Pode tambem haver dificuldade com o angulo da chave para desapertar. sugiro a utilização de um macaco ou um apoio qualquer que mantenha a chave no local. A chave de luneta tem melhor estabilidade do que a de bocas.
Surgem ainda duas dificuldades consideraveis...
Desapertar o apoio da caixa de velocidades que deve estar bem apoiada para não forçar os parafusos e ser mais facil tira-los.
Retirar a coluna de direcção.
Parece bastante facil mas tem alguns truques que podem fazer exasperar a mais paciente das criaturas.
Primeiro o parafuso que segura a abraçadeira tem de sair para fora para se puder retirar a mesma.
A abraçadeira passa para baixo e depois é preciso descolar a coluna da caixa.
Existe ferramente disponivel para isso mas tambem obriga ao uso de um martelo o que no local não é nada pratico.
A minha solução foi limpinha e não deu trabalho quase nenhum.
Retira-se o volante com os seus 3 parafusos e coloca-se um varão ou um veio dentro da coluna á medida da coluna, de forma a servir de apoio a um saca rolamentos. De seguida apoia-se as garras do saca na lateral da coluna onde aparafusa o volante e o centro no veio. Aperta-se o saca e a coluna sai lindamente sem esforço.
A caixa sai inteirinha, com algum jeito, de preferencia do lado contrario ao escape que sugiro estar desmontado.

Primeiro passo


Um banho! Éra mandatório um banho desinfectante.Depois tratar de acordar o motor, e de seguida avançar para a parte mais dispendiosa do projecto.A legalização do carro em meu nome.Para quem não sabe, quando um carro está mais de 5 anos sem inspecção tem de ser sujeito a outra inspecção uma especial que se denomina de "Tipo B"Nem todos os centros estão habilitados e é sempre necessário dois inspectores com esta formação.Em rigor é exactamente igual á outra com a diferença que é verificado o nº de registo do motor.É mais cara, cerca de 97€ e a reinspecção caso seja necessária terá o mesmo custo, embora sejam apenas verificados os pontos reprovados na primeira.Com esta inspecção na mão já se pode fazer seguro, pedir certificado de matricula (será a mesma excepto se a matricula tiver sido cancelada voluntariamente pelo proprietario.) e colocar o carro em nosso nome o que se aconcelha antes de se investir muito no carro de outra pessoa por mais séria que seja.Mas ainda em relação á inspecção. No meu caso para não haver falhas optei por realizar uma inspecção extraordinária e particular que me permitiu verificar o estado dos órgãos do veiculo.
Mas voltando atrás.Coloquei um jogo de platinados e condensador novos rodei em seco o motor umas vezes e dei inicio á sua marcha.Não vou dizer que é fácil acordar 6 anos de imobilidade, mas com a ajuda do meu pai lá se conseguiu.Tinha um trabalhar afinado e regular e tudo parecia estar ok.Aconselho sempre a verem o oleo antes destas aventuras. Mudar o óleo mal ele tenha aquecido é muito importante, antes de fazerem seja o que for com o motor.
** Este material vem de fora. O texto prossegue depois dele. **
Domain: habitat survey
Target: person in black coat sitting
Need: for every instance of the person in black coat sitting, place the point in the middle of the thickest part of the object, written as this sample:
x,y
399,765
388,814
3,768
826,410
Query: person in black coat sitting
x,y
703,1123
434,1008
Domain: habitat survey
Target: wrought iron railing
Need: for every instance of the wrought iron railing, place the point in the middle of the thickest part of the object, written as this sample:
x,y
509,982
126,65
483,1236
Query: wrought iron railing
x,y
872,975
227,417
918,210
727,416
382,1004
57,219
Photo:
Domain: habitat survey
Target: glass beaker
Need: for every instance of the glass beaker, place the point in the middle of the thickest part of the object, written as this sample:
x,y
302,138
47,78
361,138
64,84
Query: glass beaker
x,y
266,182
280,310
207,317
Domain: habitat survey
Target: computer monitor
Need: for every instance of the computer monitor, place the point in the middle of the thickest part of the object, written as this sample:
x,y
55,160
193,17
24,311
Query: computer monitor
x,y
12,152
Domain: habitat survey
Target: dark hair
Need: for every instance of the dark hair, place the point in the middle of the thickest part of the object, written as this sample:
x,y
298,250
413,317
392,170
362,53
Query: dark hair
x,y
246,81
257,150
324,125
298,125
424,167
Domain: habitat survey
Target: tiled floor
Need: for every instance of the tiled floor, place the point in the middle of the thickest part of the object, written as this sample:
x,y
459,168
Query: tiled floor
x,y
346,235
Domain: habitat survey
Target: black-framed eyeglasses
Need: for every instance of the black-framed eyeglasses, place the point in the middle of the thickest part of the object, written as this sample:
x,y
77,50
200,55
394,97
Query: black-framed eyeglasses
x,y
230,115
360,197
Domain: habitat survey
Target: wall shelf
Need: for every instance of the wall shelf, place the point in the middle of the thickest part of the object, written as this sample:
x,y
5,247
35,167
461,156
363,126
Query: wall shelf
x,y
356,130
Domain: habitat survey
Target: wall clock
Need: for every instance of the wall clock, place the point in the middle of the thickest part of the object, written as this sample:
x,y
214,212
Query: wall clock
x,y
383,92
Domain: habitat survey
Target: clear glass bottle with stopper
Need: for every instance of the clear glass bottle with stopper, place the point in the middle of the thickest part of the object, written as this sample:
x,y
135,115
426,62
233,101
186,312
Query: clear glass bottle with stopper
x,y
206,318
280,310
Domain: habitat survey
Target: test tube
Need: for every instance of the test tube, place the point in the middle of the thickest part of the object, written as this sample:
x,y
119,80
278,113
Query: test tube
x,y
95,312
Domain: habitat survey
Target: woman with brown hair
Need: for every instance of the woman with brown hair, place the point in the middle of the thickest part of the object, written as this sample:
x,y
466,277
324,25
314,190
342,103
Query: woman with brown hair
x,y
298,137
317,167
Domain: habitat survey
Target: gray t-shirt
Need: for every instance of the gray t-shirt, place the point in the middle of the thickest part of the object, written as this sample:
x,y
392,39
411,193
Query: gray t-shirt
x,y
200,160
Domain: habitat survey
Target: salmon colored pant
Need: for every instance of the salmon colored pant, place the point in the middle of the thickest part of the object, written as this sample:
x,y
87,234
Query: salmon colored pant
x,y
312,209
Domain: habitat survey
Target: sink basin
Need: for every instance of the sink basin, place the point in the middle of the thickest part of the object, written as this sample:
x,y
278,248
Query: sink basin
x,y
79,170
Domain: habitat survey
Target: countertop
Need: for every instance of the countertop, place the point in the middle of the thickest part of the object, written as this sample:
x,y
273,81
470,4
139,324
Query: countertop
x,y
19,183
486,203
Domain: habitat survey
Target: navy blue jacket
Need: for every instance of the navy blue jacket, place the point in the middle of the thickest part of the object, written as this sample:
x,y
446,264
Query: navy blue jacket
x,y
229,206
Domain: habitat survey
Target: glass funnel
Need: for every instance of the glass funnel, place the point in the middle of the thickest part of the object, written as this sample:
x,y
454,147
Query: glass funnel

As primeira peripécias e a avaliação da compra


Depois de uma rapida avaliação, com a ajuda do meu compadre lá chegamos á conclusão de que se tratava de uma boa compra.
Dinheiro á vista e foi traze-lo para casa do meu pai. Sim pois trazer o pequenito naquele estado para casa dava no minimo uma justa causa de divorcio.
Desde 2003 que o citroen estava num barracão á minha espera e tinha de se avaliar os estragos da imobilidade.
Capota destruida, estofos destruidos pelos ratos,coluna de direcção estragada, e... á primeira vista não éra mais que isso.
Poderiam dizer: Mas porque raio escolher um carro tipo chasso?
Na primeira das opções temos de pensar racionalmente. O melhor dos aspectos pode sempre trazer segredos desagradaveis escondidos. Se o carro não é conhecido deve na segurança de quem o compra ser desmontado e para isso mais vale ter um carro barato menos bom onde não custe depois gastar tanto dinheiro!